To list all the URLs related to the 2014 Senate races using the pollster API, we can use a list comprehension:

In [43]:
election_urls = [election['url'] + '.csv' for election in requests.get(url_str).json()]
election_urls

[u'http://elections.huffingtonpost.com/pollster/2014-delaware-senate-wade-vs-coons.csv',
 u'http://elections.huffingtonpost.com/pollster/2014-massachusetts-senate-herr-vs-markey.csv',
 u'http://elections.huffingtonpost.com/pollster/2014-rhode-island-senate-zaccaria-vs-reed.csv',
 u'http://elections.huffingtonpost.com/pollster/2014-montana-senate-daines-vs-curtis.csv',
 u'http://elections.huffingtonpost.com/pollster/2014-oklahoma-senate-lankford-vs-johnson.csv',
 u'http://elections.huffingtonpost.com/pollster/2014-hawaii-senate-cavasso-vs-schatz.csv',
 u'http://elections.huffingtonpost.com/pollster/2014-kansas-senate-roberts-vs-orman-vs-taylor.csv',
 u'http://elections.huffingtonpost.com/pollster/2014-wyoming-senate.csv',
 u'http://elections.huffingtonpost.com/pollster/2014-tennessee-senate-alexander-vs-ball.csv',
 u'http://elections.huffingtonpost.com/pollster/2014-idaho-senate-risch-vs-mitchell.csv',
 u'http://elections.huffingtonpost.com/pollster/2014-new-jersey-senate-bell-vs-booker

Because there so many Senate races, we can create a dictionary of pandas DataFrames that will be keyed by the name of the election (a string). 

In [44]:
def build_frame(url):
    """
    Returns a pandas DataFrame object containing
    the data returned from the given url
    """
    source = requests.get(url).text
    
    # Use StringIO because pd.DataFrame.from_csv requires .read() method
    s = StringIO(source)
    
    return pd.DataFrame.from_csv(s, index_col=None).convert_objects(
            convert_dates="coerce", convert_numeric=True)

In [45]:
# Makes a dictionary of pandas DataFrames keyed on election string.
dfs = dict((election.split("/")[-1][:-4], build_frame(election)) for election in election_urls)
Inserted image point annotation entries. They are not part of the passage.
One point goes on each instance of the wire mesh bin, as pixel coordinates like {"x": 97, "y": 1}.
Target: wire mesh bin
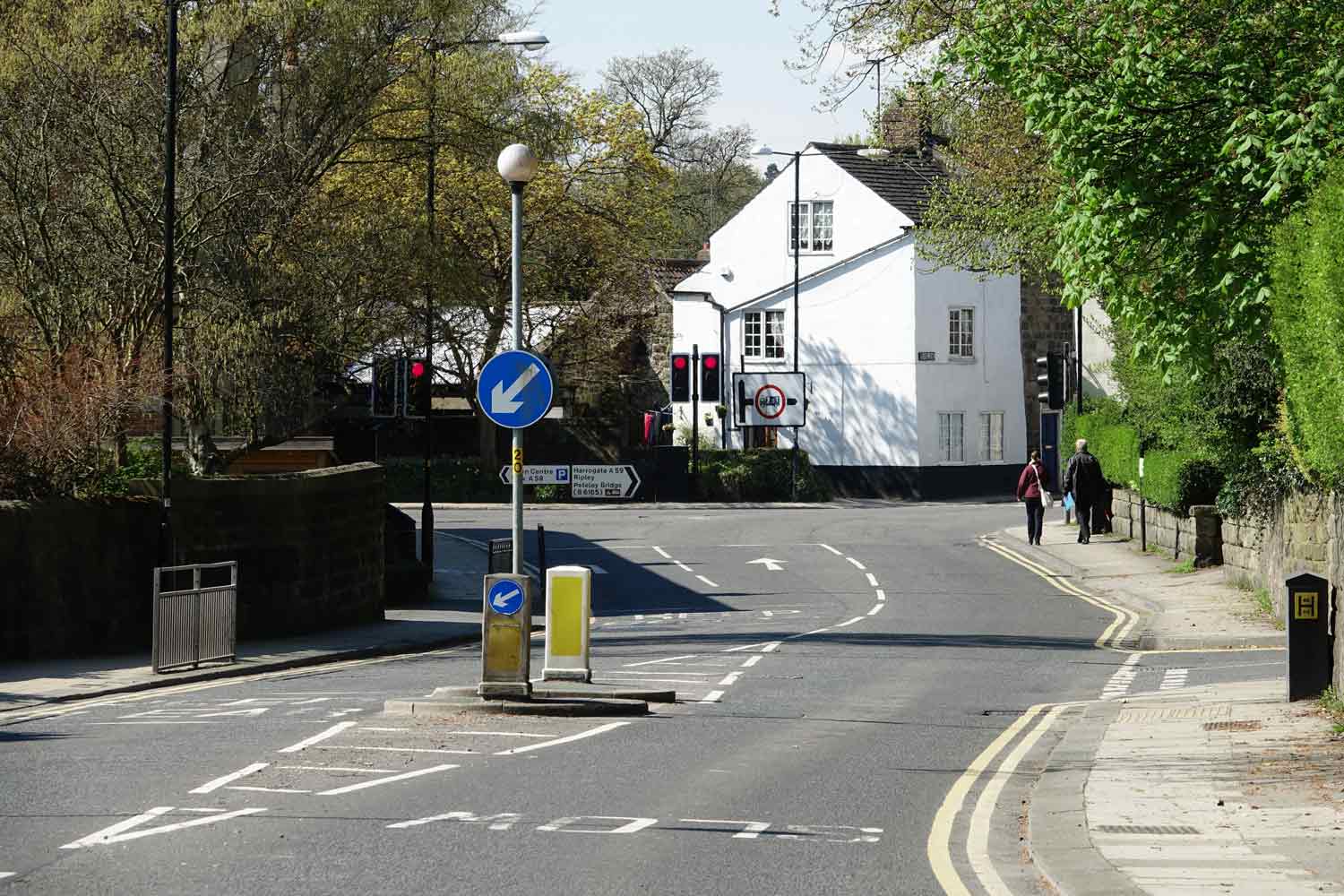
{"x": 195, "y": 614}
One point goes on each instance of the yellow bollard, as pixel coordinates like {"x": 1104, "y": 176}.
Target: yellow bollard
{"x": 569, "y": 599}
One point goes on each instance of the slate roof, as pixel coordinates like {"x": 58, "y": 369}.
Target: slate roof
{"x": 905, "y": 179}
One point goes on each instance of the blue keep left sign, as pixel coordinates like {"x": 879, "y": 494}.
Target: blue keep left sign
{"x": 515, "y": 389}
{"x": 505, "y": 597}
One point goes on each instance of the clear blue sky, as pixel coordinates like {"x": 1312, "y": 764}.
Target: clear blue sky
{"x": 739, "y": 38}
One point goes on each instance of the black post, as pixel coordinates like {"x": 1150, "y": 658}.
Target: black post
{"x": 166, "y": 546}
{"x": 427, "y": 506}
{"x": 797, "y": 245}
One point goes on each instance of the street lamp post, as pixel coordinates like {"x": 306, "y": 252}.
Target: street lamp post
{"x": 518, "y": 167}
{"x": 529, "y": 40}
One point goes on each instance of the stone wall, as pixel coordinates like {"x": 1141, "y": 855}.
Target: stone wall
{"x": 1196, "y": 535}
{"x": 78, "y": 573}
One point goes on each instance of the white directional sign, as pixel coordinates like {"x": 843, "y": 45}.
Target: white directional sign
{"x": 769, "y": 400}
{"x": 538, "y": 474}
{"x": 604, "y": 481}
{"x": 773, "y": 565}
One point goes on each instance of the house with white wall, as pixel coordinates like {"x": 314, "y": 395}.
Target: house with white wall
{"x": 918, "y": 379}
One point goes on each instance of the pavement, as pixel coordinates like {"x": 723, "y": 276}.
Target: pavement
{"x": 1217, "y": 788}
{"x": 451, "y": 616}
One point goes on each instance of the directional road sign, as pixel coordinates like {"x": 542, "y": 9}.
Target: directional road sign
{"x": 538, "y": 474}
{"x": 604, "y": 481}
{"x": 515, "y": 389}
{"x": 771, "y": 400}
{"x": 505, "y": 598}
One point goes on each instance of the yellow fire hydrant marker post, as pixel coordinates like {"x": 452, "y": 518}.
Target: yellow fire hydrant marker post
{"x": 569, "y": 598}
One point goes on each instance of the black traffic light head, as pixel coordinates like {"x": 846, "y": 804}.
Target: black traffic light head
{"x": 680, "y": 376}
{"x": 1050, "y": 376}
{"x": 710, "y": 378}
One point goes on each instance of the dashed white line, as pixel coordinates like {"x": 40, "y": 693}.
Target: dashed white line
{"x": 590, "y": 732}
{"x": 228, "y": 780}
{"x": 331, "y": 732}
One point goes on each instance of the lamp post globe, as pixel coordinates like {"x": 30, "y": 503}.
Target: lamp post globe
{"x": 518, "y": 164}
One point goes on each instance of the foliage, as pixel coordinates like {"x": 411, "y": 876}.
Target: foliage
{"x": 758, "y": 474}
{"x": 1308, "y": 274}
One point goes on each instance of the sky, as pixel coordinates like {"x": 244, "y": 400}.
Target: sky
{"x": 739, "y": 38}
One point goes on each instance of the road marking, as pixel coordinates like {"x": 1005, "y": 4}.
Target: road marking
{"x": 1124, "y": 619}
{"x": 978, "y": 845}
{"x": 113, "y": 833}
{"x": 590, "y": 732}
{"x": 750, "y": 829}
{"x": 331, "y": 732}
{"x": 1174, "y": 678}
{"x": 376, "y": 782}
{"x": 766, "y": 646}
{"x": 228, "y": 780}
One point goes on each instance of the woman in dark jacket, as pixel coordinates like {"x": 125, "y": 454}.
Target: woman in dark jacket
{"x": 1031, "y": 487}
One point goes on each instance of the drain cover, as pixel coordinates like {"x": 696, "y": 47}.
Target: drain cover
{"x": 1247, "y": 724}
{"x": 1145, "y": 829}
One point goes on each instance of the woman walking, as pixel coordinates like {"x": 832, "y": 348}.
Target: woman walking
{"x": 1032, "y": 487}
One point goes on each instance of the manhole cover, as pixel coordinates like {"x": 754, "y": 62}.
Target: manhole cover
{"x": 1145, "y": 829}
{"x": 1246, "y": 724}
Show the head of the DataFrame containing the polls for the 2014 Senate race in Kentucky between McConnell and Grimes.

In [46]:
#your code here

#### Problem 4(b)

For each 2014 Senate race, create a preliminary prediction of the result for that state.

In [47]:
#your code here

# Submission Instructions

To submit your homework, create a folder named **lastname_firstinitial_hw#** and place your IPython notebooks, data files, and any other files in this folder. Your IPython Notebooks should be completely executed with the results visible in the notebook. We should not have to run any code.  Compress the folder (please use .zip compression) and submit to the CS109 dropbox in the appropriate folder. *If we cannot access your work because these directions are not followed correctly, we will not grade your work.*